EXHIBIT 18


April 13, 2004


Board of Directors of HLI Operating Company, Inc.
Northville, Michigan

Ladies and Gentlemen:

We have audited the consolidated balance sheets of HLI Operating Company, Inc.
(the Company) and subsidiaries as of January 31, 2004 (the Successor) and 2003
(the Predecessor), and the related consolidated statements of operations,
changes in stockholders' equity (deficit) and comprehensive income (loss), and
cash flows for the period from June 1, 2003 to January 31, 2004 (the Successor),
the period from February 1, 2003 to May 31, 2003 and each of the years in the
two-year period ended January 31, 2003 (the Predecessor), and have reported
thereon under date of April 6, 2004. The aforementioned consolidated financial
statements and our audit report thereon are included in the Company's annual
report on Form 10-K for the year ended January 31, 2004. As discussed in Note 7
to those financial statements, the Successor Company changed its method of
accounting for potential goodwill impairment under Statement of Financial
Accounting Standards No. 142,"Goodwill and Other Intangible Assets", by changing
the date as of which it will perform its annual testing of whether goodwill is
impaired from January 31st to November 1st of each year.

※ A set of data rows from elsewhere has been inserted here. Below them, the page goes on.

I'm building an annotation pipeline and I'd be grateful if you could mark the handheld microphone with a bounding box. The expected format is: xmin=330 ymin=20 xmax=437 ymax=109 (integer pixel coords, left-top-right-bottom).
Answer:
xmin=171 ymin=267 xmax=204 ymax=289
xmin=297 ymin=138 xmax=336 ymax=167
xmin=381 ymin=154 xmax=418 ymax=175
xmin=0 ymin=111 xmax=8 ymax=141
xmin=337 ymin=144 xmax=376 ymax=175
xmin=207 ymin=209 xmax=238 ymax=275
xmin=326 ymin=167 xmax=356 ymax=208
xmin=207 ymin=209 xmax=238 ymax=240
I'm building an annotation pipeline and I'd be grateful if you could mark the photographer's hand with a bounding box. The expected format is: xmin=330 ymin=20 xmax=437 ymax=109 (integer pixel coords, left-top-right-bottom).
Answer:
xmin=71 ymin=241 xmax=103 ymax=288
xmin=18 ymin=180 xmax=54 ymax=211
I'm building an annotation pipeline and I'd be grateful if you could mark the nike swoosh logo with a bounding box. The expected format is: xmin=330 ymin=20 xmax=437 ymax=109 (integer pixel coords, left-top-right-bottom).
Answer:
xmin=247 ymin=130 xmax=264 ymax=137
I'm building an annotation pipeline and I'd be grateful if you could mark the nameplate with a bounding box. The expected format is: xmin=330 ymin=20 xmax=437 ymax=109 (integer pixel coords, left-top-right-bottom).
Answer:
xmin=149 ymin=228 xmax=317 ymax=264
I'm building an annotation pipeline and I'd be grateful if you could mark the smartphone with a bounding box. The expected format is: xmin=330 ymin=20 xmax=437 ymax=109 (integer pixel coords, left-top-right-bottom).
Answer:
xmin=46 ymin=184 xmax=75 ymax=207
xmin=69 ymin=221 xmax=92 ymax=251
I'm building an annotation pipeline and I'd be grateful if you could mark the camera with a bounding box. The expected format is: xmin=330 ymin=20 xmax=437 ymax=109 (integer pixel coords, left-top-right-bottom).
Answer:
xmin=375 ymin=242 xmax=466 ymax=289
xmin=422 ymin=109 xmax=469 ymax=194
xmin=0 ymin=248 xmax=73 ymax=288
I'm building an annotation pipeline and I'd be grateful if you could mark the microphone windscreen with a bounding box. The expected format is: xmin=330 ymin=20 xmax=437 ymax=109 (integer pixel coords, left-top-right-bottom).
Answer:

Also, in Note 7, the
Company states that the newly adopted accounting principle is preferable in the
circumstances because (1) choosing the 1st day of the 4th quarter allows
adequate time to perform the first step of the test and, if necessary, the
second step of the test while still providing time to report the impact of the
test in the Company's periodic filings, (2) the Successor Company has never
chosen a test date for goodwill impairment, (3) goodwill of the Predecessor
Company was eliminated as a result of fresh start accounting, and (4) the
Predecessor Company no longer exists. In accordance with your request, we have
reviewed and discussed with Company officials the circumstances and business
judgment and planning upon which the decision to make this change in the method
of accounting was based.

With regard to the aforementioned accounting change, authoritative criteria have
not been established for evaluating the preferability of one acceptable method
of accounting over another acceptable method. However, for purposes of the
Company's compliance with the requirements of the Securities and Exchange
Commission, we are furnishing this letter.

Based on our review and discussion, with reliance on management's business
judgment and planning, we concur that the newly adopted method of accounting is
preferable in the Company's circumstances.